Veinte años atrás, en casa de Frank Carter se encontraron los restos de cuatro de los niños desaparecidos, pero el cuerpo de su última víctima, Tony Smith, nunca se recuperó. A nadie le quedaba la menor duda de que Carter era el responsable de los cinco asesinatos, y él nunca lo había negado. Pero también era cierto que el caso presentaba algunas inconsistencias. Nada que pudiera haber exonerado al criminal; simplemente pequeños cabos sueltos que dejaron la investigación deshilachada y poco limpia. Uno de los secuestros se había producido dentro de un periodo de tiempo determinado, pero Carter tenía una coartada para la mayor parte de aquel periodo, lo que no hacía imposible que hubiera secuestrado al niño, pero sí ampliaba las probabilidades. Por otro lado, había relatos de testigos que, pese a no ser definitivos, describían a un individuo distinto en determinadas escenas. Las pruebas forenses encontradas en casa de Carter eran abrumadoras y había declaraciones de testigos que eran mucho más concretas y fiables, pero siempre había quedado una sombra de duda con respecto a si Carter había actuado solo.

Pete no estaba seguro de si compartía o no esa duda, y prácticamente siempre se esforzaba por ignorar aquella posibilidad. Pero era evidente que esa era la razón por la que lo habían convocado a aquel despacho. Y como cualquier horror al que no quedaba otro remedio que enfrentarse, era preferible sacarlo a la luz y abordarlo. De modo que decidió ignorar la pregunta del inspector jefe e ir al grano.

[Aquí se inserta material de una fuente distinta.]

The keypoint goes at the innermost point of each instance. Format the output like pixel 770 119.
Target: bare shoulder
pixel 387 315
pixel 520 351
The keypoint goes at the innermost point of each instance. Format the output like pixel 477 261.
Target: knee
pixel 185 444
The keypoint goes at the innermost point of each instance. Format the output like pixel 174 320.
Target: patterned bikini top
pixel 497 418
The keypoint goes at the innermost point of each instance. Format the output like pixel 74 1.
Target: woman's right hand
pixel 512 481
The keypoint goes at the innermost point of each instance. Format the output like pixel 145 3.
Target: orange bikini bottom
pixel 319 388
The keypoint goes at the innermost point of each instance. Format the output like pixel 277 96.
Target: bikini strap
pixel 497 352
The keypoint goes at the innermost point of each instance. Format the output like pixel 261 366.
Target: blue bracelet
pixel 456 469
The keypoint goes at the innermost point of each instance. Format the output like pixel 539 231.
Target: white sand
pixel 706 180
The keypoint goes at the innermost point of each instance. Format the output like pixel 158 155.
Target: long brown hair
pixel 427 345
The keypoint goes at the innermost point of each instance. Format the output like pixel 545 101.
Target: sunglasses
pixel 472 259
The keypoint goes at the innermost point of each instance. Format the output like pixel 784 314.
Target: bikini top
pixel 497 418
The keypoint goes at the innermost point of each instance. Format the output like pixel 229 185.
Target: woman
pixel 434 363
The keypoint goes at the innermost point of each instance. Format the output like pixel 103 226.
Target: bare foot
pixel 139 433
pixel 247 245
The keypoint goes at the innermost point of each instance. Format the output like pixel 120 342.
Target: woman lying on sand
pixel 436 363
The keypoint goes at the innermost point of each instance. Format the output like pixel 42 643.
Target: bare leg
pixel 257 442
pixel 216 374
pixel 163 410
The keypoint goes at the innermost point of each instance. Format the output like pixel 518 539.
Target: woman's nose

—¿Puedo preguntar de qué va todo esto?

Lyons se quedó dudando.

—Lo que vamos a hablar ahora no puede salir de las cuatro paredes de este despacho, ¿queda claro?

—Por supuesto.

—Las filmaciones de las cámaras de videovigilancia sugieren que Neil Spencer caminó en dirección hacia aquel descampado y que, en algún punto de los alrededores, desapareció. La búsqueda ha sido infructuosa hasta el momento. Hemos rastreado todos los lugares donde podría haber sufrido un accidente. No está ni con amigos ni con familiares. Nos vemos, por lo tanto, obligados a considerar otras posibilidades. ¿Inspectora Beck?

Fue como si Amanda Beck, que estaba sentada al lado de Pete, cobrara vida de repente. Y cuando habló, lo hizo un poco a la defensiva.

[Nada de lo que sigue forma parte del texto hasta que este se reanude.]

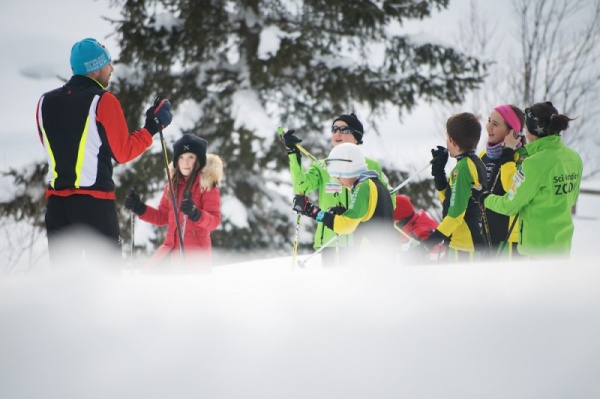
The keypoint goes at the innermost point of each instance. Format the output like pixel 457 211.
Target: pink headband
pixel 510 117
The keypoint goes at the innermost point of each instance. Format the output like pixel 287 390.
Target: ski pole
pixel 302 263
pixel 296 238
pixel 303 150
pixel 411 177
pixel 412 241
pixel 503 243
pixel 170 184
pixel 132 235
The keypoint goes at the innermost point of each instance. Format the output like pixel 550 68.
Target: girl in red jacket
pixel 195 176
pixel 414 227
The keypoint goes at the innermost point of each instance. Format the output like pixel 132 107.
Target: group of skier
pixel 525 177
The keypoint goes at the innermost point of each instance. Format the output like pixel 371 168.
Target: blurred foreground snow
pixel 262 330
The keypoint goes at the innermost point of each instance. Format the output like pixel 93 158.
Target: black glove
pixel 290 141
pixel 303 205
pixel 189 208
pixel 480 196
pixel 434 239
pixel 134 203
pixel 337 210
pixel 438 165
pixel 158 116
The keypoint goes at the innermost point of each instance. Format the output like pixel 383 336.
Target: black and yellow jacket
pixel 462 216
pixel 500 173
pixel 83 129
pixel 370 213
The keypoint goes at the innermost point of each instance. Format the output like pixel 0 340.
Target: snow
pixel 260 328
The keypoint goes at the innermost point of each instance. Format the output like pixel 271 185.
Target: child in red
pixel 414 226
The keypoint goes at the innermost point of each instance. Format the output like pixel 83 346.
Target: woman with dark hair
pixel 195 176
pixel 545 187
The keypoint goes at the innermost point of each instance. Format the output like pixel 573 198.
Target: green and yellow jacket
pixel 370 214
pixel 331 193
pixel 462 216
pixel 543 191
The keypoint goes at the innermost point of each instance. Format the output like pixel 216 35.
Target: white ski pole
pixel 302 263
pixel 411 177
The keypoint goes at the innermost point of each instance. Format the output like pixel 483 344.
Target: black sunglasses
pixel 341 129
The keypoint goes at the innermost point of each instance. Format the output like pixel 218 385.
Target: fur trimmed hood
pixel 211 174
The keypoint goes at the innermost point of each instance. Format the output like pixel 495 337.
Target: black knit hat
pixel 354 124
pixel 193 144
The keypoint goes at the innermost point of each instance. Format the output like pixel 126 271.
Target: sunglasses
pixel 341 129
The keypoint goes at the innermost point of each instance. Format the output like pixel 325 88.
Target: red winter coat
pixel 420 226
pixel 196 237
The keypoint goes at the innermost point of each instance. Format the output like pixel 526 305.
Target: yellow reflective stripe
pixel 372 200
pixel 81 153
pixel 52 166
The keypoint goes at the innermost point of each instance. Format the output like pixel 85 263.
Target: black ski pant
pixel 82 225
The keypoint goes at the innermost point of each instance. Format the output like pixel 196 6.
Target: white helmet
pixel 346 160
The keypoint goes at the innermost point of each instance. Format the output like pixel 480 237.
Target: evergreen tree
pixel 331 56
pixel 301 62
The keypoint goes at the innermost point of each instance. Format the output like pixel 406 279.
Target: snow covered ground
pixel 262 330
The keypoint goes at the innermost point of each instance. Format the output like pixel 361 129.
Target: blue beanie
pixel 88 56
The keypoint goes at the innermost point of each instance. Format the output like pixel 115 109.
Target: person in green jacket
pixel 461 226
pixel 370 214
pixel 346 128
pixel 545 187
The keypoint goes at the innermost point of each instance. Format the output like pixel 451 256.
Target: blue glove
pixel 158 116
pixel 189 208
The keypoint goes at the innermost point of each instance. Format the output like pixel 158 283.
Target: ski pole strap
pixel 303 150
pixel 411 177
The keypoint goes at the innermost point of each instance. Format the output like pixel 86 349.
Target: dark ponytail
pixel 543 119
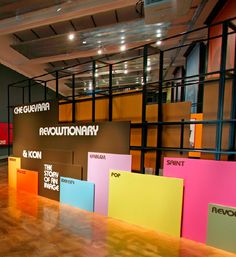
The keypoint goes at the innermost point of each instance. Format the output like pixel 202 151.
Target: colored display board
pixel 50 174
pixel 205 181
pixel 99 165
pixel 14 163
pixel 221 228
pixel 150 201
pixel 4 133
pixel 27 180
pixel 77 193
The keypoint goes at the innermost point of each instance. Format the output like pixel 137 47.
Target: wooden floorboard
pixel 36 226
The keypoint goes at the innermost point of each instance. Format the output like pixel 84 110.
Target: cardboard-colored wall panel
pixel 210 109
pixel 14 163
pixel 65 112
pixel 84 111
pixel 204 182
pixel 99 165
pixel 102 109
pixel 27 180
pixel 142 207
pixel 77 193
pixel 127 107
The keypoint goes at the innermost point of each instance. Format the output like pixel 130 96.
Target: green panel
pixel 221 229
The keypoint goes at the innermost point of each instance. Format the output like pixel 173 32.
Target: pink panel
pixel 204 182
pixel 99 165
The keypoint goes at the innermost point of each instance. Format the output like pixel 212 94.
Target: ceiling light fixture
pixel 123 48
pixel 71 36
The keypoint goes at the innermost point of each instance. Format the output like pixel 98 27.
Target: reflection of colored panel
pixel 221 230
pixel 204 182
pixel 197 134
pixel 99 165
pixel 146 200
pixel 27 180
pixel 14 163
pixel 77 193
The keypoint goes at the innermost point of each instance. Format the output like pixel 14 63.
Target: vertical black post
pixel 8 120
pixel 159 127
pixel 181 136
pixel 220 113
pixel 73 98
pixel 23 95
pixel 144 102
pixel 110 92
pixel 29 86
pixel 232 131
pixel 57 85
pixel 45 91
pixel 93 91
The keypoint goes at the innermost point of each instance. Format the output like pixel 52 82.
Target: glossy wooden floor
pixel 36 226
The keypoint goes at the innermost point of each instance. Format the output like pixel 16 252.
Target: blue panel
pixel 77 193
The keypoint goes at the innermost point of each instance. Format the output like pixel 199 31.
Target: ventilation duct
pixel 165 10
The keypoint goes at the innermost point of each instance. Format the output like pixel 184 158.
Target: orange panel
pixel 27 180
pixel 197 134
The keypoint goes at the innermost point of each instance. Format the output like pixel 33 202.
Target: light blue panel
pixel 77 193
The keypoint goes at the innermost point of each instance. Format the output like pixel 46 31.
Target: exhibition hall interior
pixel 118 128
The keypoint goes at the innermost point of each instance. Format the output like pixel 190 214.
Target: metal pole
pixel 73 98
pixel 220 113
pixel 23 95
pixel 144 102
pixel 93 91
pixel 8 120
pixel 29 85
pixel 57 85
pixel 159 127
pixel 232 131
pixel 110 92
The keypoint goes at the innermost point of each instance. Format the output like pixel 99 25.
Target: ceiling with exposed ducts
pixel 45 36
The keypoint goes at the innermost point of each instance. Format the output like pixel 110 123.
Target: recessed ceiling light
pixel 71 36
pixel 123 48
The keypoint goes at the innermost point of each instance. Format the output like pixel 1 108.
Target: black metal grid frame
pixel 157 86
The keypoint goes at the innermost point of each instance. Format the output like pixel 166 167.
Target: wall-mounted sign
pixel 56 150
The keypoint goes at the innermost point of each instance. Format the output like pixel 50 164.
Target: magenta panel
pixel 205 182
pixel 99 165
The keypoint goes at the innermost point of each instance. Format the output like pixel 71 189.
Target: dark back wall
pixel 8 76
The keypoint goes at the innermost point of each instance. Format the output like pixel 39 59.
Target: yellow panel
pixel 127 107
pixel 197 134
pixel 102 110
pixel 84 111
pixel 65 112
pixel 150 201
pixel 14 163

—Hemos considerado el resto de las posibilidades desde el principio, claro está. Hemos hecho visitas puerta a puerta. Hemos entrevistado a todos los candidatos habituales. Pero nuestros esfuerzos no nos han llevado aún a ningún lado.

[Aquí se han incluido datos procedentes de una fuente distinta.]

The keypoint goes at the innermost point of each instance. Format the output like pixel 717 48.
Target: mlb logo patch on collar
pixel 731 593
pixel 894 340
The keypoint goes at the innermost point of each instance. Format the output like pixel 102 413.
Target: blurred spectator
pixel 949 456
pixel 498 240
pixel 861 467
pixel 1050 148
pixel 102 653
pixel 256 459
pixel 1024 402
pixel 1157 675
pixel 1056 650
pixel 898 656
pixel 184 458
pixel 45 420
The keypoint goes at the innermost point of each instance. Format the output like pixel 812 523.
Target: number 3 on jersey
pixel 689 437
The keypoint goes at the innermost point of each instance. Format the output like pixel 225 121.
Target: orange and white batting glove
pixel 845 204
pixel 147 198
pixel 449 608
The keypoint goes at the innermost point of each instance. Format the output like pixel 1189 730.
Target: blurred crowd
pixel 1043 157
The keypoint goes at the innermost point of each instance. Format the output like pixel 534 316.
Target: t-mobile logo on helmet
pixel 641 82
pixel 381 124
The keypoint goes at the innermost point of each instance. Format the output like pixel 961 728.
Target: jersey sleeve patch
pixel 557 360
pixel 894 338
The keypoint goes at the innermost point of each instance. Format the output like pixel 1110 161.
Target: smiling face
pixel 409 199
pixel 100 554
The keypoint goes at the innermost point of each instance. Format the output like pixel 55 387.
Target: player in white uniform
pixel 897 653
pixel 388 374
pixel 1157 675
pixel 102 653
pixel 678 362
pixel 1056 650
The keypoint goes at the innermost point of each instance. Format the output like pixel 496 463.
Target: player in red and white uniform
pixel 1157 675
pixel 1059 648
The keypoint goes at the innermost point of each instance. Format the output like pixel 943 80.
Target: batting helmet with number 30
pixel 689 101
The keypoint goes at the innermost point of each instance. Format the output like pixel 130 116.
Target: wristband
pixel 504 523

«Aquí hay algo más», pensó Pete.

—¿Y?

Beck respiró hondo.

—Y hace una hora, he entrevistado de nuevo a los padres. En busca de algo que se me hubiera pasado por alto. De algún tipo de pista. Y la madre me ha contado una cosa. Que no había mencionado antes porque lo consideraba una tontería.

—¿Y esa cosa es?

Pero supo la respuesta incluso antes de formular la pregunta. Tal vez no la forma exacta que adoptaría, pero sí bastante aproximada. Era como si en el transcurso de la reunión, se hubieran ido uniendo las piezas de una nueva pesadilla hasta formar una sola imagen.

Un niño desaparecido.

Frank Carter.

Un cómplice.

Beck añadió entonces la última pieza.

—Hace unas semanas, Neil despertó a su madre en plena noche. Le dijo que había visto un monstruo al otro lado de la ventana de su habitación. Las cortinas estaban abiertas, como si realmente hubiera estado mirando al exterior, pero allí no había nada…

Hizo una pausa.

—El niño dijo que le habían estado hablando en susurros.